Hybrid Parser Architectural Pattern

Posted by
Author Jürgen Salecker
Siemens AG, CT SE 2
Otto-Hahn-Ring 6, 81730 München, Germany
Copyright Siemens AG 2006, all rights reserved; permission is granted to http://www.developerlife.com to reprint for publication purpose on the WEB page.

The Hybrid Parser architectural pattern applies to software systems which need to parse documents but are constrained by memory resources and processing power available. The pattern combines the processing advantages concerning execution speed and memory resources of event driven parsers with the programming comfort of a fully-fledged document object model, provided by an object tree parser. An event driven parser is usually by a factor of about 10 faster than an object tree parser but has the significant disadvantage that it is a cumbersome procedure to create an object model out of parsing events.

This pattern combines the advantages of both parsing techniques, the solution in a nutshell: Parsing events are collected and used to construct a parse tree which contains only node location information. Once the addressed node has been reached all following parsing events are used to construct a document object model (DOM) of just this part of the document. This avoids the necessity to hold the complete document in memory, when the focus is only on a part of the document.

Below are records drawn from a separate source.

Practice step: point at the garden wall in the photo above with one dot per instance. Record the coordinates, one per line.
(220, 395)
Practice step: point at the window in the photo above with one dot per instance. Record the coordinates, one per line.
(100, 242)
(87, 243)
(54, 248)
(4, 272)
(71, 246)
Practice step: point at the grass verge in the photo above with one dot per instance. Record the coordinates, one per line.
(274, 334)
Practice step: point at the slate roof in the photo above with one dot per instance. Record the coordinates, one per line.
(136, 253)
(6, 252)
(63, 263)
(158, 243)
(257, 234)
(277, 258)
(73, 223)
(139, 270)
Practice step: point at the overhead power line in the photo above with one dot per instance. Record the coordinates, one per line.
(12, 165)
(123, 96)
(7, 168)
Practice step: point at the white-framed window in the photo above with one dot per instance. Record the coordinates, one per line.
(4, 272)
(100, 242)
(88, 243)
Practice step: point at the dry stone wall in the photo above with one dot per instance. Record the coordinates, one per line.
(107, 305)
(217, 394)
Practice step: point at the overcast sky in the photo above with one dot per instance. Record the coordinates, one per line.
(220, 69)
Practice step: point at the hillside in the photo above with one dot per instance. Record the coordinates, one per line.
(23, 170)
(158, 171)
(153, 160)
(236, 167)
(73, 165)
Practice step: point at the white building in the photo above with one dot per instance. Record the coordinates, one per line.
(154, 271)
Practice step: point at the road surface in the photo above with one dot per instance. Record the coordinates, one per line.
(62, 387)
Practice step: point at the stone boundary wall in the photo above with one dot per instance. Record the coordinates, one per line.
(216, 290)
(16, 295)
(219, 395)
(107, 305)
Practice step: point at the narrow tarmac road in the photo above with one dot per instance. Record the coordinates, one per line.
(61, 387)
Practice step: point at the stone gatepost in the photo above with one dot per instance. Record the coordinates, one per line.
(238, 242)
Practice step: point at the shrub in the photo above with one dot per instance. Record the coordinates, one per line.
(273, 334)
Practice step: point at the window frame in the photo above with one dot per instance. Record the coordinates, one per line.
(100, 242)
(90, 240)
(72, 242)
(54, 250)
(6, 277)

The extracted part is provided as a complete object model for comfortable processing with a DOM parser by an application.

Context

You need to extract a relatively small amount of information out of a larger (XML, for example) document. This extraction has to be done as efficiently and effectively as possible, both in terms of processing speed and required resources, such as memory and with a minimized implementation effort.

Example

The figure below shows a principle XML document, where the application needs to extract the two DOM sub-nodes trees identified by the two circles.

Figure 1, Principle DOM

With an object tree parser (DOM parser in XML technology) the complete document needs to be represented in memory first. Then the application is able to extract the two DOM sub-nodes by using the comfortable DOM API.

In the case an event based parser (SAX parser in XML technology) is used the application is responsible to construct an object model out of the generated parse events, which is a cumbersome procedure. Once the model is complete it is necessarily not a DOM model instead it is an application specific model, i.e. might even contain business logic.

Problem

Let’s assume an event based parser is used exclusively to extract the relevant information – the two DOM sub-nodes – shown in the figure above. In this case the processing speed will be sufficient, however the programming effort required creating an object model just out of parse events will be significant. Using an object tree parser instead, will solve the problem to create an object model, but the processing speed is usually not acceptable, at least for larger documents. It can be said that an event based parser is approximately by a factor of 10 faster than an object tree parser.

The following forces influence the solution:

  • Only a relatively small part of a document is required by the application.
  • Provide an effective parsing technique in terms of a minimized implementation effort, because it is a cumbersome procedure to exclusively use parse events to construct an object model of an interesting part of the document. Instead the architect should focus on the business logic and not waste his or her resources “i.e. implementation time” for processing parsing events to create a complete object model.
  • The main document to be parsed is too large to be present in memory at the same time.
  • Provide an elegant measure being able to forward the extracted part of the document to another application(s) as a generic object (i.e. instance of “org.w3c.dom.Node”) without containing any application specific logic.
  • The extracted object should be easily transformed into other document object models, like XOM, JDOM, Crimson DOM, DOM4J, etc. in order to gain advantages of the benefits of more specific APIs.
  • The computer resources in terms of memory and processing power available are limited, as it is typically the case in embedded systems. But similar situations might also occur in enterprise systems.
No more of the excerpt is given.